Warning: This document is for the development version of python-dispatch. The latest version is v0.1.1.

Dispatcher

Dispatcher is the core component of the framework. Subclassing this enables all of the event functionality.

Usage

from pydispatch import Dispatcher

class MyEmitter(Dispatcher):
    _events_ = ['on_state', 'new_data']
    def do_some_stuff(self):
        # do stuff that makes new data
        data = self.get_some_data()
        self.emit('new_data', data=data)

# An observer - could inherit from Dispatcher or any other class
class MyListener(object):
    def on_new_data(self, *args, **kwargs):
        data = kwargs.get('data')
        print('I got data: {}'.format(data))
    def on_emitter_state(self, *args, **kwargs):
        print('emitter state changed')

emitter = MyEmitter()
listener = MyListener()

emitter.bind(on_state=listener.on_emitter_state)
emitter.bind(new_data=listener.on_new_data)

emitter.do_some_stuff()
# >>> I got data: ...

emitter.emit('on_state')
# >>> emitter state changed

The bind method above could also be combined:

emitter.bind(on_state=listener.on_emitter_state,
             new_data=listener.on_new_data)

Events can also be created after object creation:

emitter.register_event('need_data')

# Multiple events can also be created:
emitter.register_event('value_changed', 'something_happened')

Stop listening by calling unbind:

emitter.unbind(listener.on_emitter_state)
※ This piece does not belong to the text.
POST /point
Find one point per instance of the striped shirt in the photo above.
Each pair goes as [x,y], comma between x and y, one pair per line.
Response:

# Or to unbind all events, just supply the instance object:
emitter.unbind(listener)

Callback Return Values

Event propagation will stop if any callback returns False. Any other return value is ignored.

Event Names

There are no restrictions on event names. The idea is to keep things as simple and non-restrictive as possible. When calling emit, and positional or keyword arguments supplied will be passed along to listeners.

Subclasses and __init__

The Dispatcher class does not use __init__ for any of its functionality. This is again to keep things simple and get the framework out of your way. It uses __new__ to handle instance creation. If your subclasses use __new__ for something, the call to super() is required, but you should probably check the code to determine how it fits with your own.